The time has come for the stack to change, and everything is up for grabs. This change is absolutely awesome and it’s being driven by the Australian Government Department of Finance.

I remember asking the head of the community about this technology even before the tender process began, prompting for the future to include Docker and Kubernetes. They were naturally very reluctant to provide any details, however at the time they were very optimistic about the possibilities of including them.

Having Docker and Kubernetes in the Australian government will be revolutionary.

It also means developers need to adapt. And whilst it doesn’t seem like it, there’s another problem. Developers are being needed to know more to get started, and the gap between junior, capable and efficient developers are all increasing.

Strictly, nobody in this community needs to build, run, or administer Lagoon. They aren’t needed to truly understand Docker. However, teams will still need an adequate level of internal support for their jobs with limited experience, because running Docker containers locally occasionally requires experience or problem solving skills.

I saw this change almost four years ago, when we were looking at capitalizing on virtual machines, and I’ve been running open source Ansible roles testing in Docker ever since.

After the announcement of this technology officially being adopted I’ve almost completely stopped using the VM I’ve spent so much time on. I’ve committed completely and furthered my experience by taking on open source projects which handle Docker-in-Docker and Docker-Compose in Docker-Compose.

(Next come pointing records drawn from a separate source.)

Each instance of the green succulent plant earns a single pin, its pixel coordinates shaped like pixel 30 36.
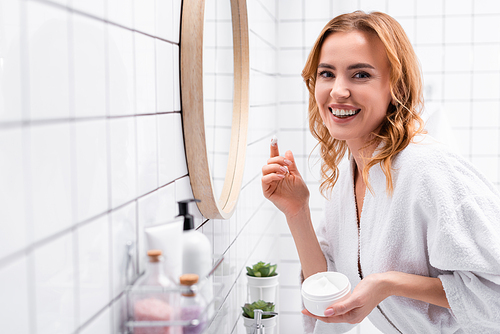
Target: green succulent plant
pixel 260 304
pixel 261 269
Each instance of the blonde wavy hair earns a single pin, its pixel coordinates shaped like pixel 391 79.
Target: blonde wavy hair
pixel 402 120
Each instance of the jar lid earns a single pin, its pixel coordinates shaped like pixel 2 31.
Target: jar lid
pixel 154 255
pixel 188 279
pixel 339 282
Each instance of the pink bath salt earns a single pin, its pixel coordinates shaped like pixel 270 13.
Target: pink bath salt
pixel 151 309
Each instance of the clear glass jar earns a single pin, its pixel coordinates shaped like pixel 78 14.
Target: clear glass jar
pixel 150 302
pixel 193 305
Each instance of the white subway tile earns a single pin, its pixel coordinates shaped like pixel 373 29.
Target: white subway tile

I also happen to have a habit of learning new languages and tools regularly. So, all the newer conventions that come with Node, Ruby, Go, React, Docker, Container Orchestration and Continuous Integration. Many of these newer design patterns have become second nature.

The fact is, not everybody cares that much.
Not everybody is that proactive.
Not everybody has the time or energy for this level of cognitive drain.

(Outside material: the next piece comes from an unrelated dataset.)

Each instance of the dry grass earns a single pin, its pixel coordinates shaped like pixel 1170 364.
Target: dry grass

The entry-level skills required appear to be simple by some, but are not - really. Autonomy still is a goal but it’s not achievable without some effort. The new toolchain and knowledge required for this is however at a practical benchmark.

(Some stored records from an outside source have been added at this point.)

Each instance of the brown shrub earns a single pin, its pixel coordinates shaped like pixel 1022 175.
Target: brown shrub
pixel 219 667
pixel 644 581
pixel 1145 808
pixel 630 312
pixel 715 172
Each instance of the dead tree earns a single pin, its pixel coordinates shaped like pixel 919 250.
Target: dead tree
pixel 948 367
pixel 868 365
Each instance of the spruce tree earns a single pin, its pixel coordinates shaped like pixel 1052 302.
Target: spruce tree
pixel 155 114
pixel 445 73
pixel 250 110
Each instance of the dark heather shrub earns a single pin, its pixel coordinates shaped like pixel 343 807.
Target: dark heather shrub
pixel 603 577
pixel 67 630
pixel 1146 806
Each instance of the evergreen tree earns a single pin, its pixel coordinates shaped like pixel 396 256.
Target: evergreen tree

One piece of advice I give anybody struggling is: Don’t overwhelm yourself. Focus on what you can and gradually learn more by challenging yourself.

Nobody expects you to become a shell guru instantly or overnight, nobody expects you to know Red Hat from CentOS and nobody expects you to know the internals of Docker overnight.

Take it slow and learn at your own pace, but always be open to learning new technologies.

Web and cloud are some of the fastest moving technologies in computing. If you really get stuck, take a break, and take a moment to assess yourself against having impostor syndrome - it is a real thing and simply being conscious of the symptoms can be liberating.

Disclaimer: Opinions are my own opinion and not representational of any organisation or group.